In order to analyze this assumption we must think about some terms. The initial one is control.
Control needs feedback. Many dynamic systems are not stable if we do not feedback our actions with information of their states. This affirmation is not an opinion, it is a fact. A system can become more stable with feedback, and it is not strange for economists. Economists have learnt to smooth the behavior of the economic cycles as their actions depend on the national accountancy.
Another concept to analyze is complexity. There is not a shared, generalized and
accepted meaning of complexity. Politicians have only an intuitive idea about the meaning of complexity and its importance in economy management. It is important to get a quantitative focus for complexity control.
If we think about complexity as a property of the economic system, we will be able to answer the initial question. A system is characterized by a set of state
variables. As there are some relationships among them, we only need feedback from a subset of the variables that we can define to maintain the system under control.

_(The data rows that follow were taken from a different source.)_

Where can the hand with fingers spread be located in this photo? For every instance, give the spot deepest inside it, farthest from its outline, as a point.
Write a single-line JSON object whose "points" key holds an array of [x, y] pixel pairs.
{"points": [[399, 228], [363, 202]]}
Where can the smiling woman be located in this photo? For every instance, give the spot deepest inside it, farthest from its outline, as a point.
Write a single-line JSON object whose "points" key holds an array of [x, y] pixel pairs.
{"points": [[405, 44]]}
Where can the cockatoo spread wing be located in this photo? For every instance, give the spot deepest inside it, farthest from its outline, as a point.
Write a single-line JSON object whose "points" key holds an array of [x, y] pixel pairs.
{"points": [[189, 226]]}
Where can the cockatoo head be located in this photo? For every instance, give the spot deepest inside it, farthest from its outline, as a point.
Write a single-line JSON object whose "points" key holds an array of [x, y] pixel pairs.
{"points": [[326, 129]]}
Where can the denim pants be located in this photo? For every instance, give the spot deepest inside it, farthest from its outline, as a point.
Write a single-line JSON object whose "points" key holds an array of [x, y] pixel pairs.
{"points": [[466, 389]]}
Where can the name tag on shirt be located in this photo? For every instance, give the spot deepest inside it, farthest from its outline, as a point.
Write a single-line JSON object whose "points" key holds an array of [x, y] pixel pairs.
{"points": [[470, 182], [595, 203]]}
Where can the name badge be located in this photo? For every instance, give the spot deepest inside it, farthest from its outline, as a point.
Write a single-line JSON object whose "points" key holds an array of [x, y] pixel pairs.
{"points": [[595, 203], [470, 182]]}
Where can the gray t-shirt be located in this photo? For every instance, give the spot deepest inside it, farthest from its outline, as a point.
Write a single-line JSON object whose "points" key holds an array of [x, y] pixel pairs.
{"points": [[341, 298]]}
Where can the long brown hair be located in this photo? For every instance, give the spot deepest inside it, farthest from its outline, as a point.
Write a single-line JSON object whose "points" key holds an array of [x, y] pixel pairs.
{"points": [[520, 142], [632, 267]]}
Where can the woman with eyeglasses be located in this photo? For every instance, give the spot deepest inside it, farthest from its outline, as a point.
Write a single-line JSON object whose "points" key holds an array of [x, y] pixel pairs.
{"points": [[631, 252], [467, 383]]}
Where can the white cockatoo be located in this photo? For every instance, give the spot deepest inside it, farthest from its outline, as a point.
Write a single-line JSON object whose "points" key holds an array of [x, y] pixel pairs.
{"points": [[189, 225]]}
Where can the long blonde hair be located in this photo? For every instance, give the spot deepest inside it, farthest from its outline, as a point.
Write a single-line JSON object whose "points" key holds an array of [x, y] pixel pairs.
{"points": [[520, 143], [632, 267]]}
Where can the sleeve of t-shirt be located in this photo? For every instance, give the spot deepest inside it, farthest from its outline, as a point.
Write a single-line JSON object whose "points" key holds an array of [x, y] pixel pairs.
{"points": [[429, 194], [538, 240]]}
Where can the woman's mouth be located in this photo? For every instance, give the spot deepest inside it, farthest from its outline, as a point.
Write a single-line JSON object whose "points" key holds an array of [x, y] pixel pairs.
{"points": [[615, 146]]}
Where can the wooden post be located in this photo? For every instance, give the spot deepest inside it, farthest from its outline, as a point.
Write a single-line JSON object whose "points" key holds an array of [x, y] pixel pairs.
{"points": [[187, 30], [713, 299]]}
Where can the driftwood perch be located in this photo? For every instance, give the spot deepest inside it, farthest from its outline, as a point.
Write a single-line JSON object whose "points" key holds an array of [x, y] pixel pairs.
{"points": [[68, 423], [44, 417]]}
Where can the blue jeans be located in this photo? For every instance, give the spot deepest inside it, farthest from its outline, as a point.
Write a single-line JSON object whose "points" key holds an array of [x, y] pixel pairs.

In previous situations we could preserve the stability of the system measuring well-known variables as GDP, unemployment, rate of interests, etc. But nowadays, these variables cannot predict the future because of a complexity increase. They could not be sufficient to control the system in the actual turbulent state.
Quantitative complexity is related to manageability of the system. If we use a measure of complexity to analyze an economy we can know if the actions that we predict from the feedback with well-known economic variables can be adequate.
Governments must understand that a complex world cannot be controlled with old feedback. It is necessary improve the control systems and reduce complexity in order that they can do their work effectively.
But if, now, the first objective is to maintain complexity under control, we will need a measure of it to feedback and notice that we are approaching a better or worse situation.